Поворот калейдоскопа (СИ) - Бранник Елизавета. Страница 32
— Это один проект. Я тебе потом покажу. Потом. Совсем потом. Как вспомню, чем обернулась моя сегодняшняя над ним работа … боже…
Фил ушел так покорно, как будто до этого не пытался прорваться к ней в комнату и остаться. Она понимала: он дает ей время успокоиться. Вот только она и так была совершенно спокойна. К картинке в калейдоскопе просто добавилось несколько стеклышек.

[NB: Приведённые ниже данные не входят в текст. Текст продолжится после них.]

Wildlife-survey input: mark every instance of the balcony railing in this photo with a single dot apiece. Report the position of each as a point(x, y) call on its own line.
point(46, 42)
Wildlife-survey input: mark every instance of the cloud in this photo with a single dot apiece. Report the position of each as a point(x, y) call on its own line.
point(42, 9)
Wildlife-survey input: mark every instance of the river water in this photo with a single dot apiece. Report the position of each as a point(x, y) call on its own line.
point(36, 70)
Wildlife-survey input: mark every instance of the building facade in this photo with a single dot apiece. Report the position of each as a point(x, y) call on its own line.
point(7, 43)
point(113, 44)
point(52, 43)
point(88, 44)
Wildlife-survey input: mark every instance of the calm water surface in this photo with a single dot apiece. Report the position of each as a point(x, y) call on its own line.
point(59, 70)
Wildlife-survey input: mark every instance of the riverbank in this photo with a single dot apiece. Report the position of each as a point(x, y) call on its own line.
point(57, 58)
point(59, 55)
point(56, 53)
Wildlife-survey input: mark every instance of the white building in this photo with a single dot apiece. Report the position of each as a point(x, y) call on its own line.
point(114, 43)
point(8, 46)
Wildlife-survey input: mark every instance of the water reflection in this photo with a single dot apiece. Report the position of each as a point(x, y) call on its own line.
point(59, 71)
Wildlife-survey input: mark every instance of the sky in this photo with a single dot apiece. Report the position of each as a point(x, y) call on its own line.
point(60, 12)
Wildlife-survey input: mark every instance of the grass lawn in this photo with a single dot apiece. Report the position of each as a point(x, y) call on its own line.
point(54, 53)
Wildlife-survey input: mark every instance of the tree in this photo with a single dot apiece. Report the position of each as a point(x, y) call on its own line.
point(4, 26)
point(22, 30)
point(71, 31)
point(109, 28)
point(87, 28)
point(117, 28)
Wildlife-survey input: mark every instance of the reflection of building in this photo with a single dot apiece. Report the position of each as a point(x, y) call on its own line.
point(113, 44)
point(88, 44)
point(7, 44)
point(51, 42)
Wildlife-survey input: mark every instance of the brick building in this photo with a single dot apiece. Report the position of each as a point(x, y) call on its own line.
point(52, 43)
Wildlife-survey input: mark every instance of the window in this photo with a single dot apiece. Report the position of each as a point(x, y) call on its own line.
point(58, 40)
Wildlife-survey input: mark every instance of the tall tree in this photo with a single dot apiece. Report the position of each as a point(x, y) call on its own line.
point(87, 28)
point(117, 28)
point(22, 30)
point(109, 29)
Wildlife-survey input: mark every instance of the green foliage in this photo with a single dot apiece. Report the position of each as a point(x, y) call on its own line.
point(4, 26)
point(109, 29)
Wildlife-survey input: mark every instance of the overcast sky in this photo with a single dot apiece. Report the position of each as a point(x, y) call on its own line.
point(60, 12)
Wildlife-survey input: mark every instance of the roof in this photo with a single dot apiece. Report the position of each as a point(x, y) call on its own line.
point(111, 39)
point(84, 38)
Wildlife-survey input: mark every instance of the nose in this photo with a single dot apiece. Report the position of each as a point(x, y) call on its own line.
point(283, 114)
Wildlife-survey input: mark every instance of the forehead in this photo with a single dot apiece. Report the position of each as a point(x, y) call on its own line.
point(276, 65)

Аня приняла душ, надела красивую новую сорочку с кружевом и вдруг обнаружила себя стоящей у дверей с ладонью на защелке замка. Она усмехнулась, покачала головой и шагнула ко входу в спальню. В дверь постучали, тихо и робко. Аня порывисто прижала руки к груди, вспомнила, что на ней лишь короткий пеньюар, и накинула халат-кимоно, тот самый в котором была, когда познакомилась с Филом. Ему будет приятно. Она открыла дверь. На пороге, склонив кудрявую, растрепанную голову с тающим на волосах снегом, стоял Каде. Он поднял голову, и Аня поняла, что он пьян.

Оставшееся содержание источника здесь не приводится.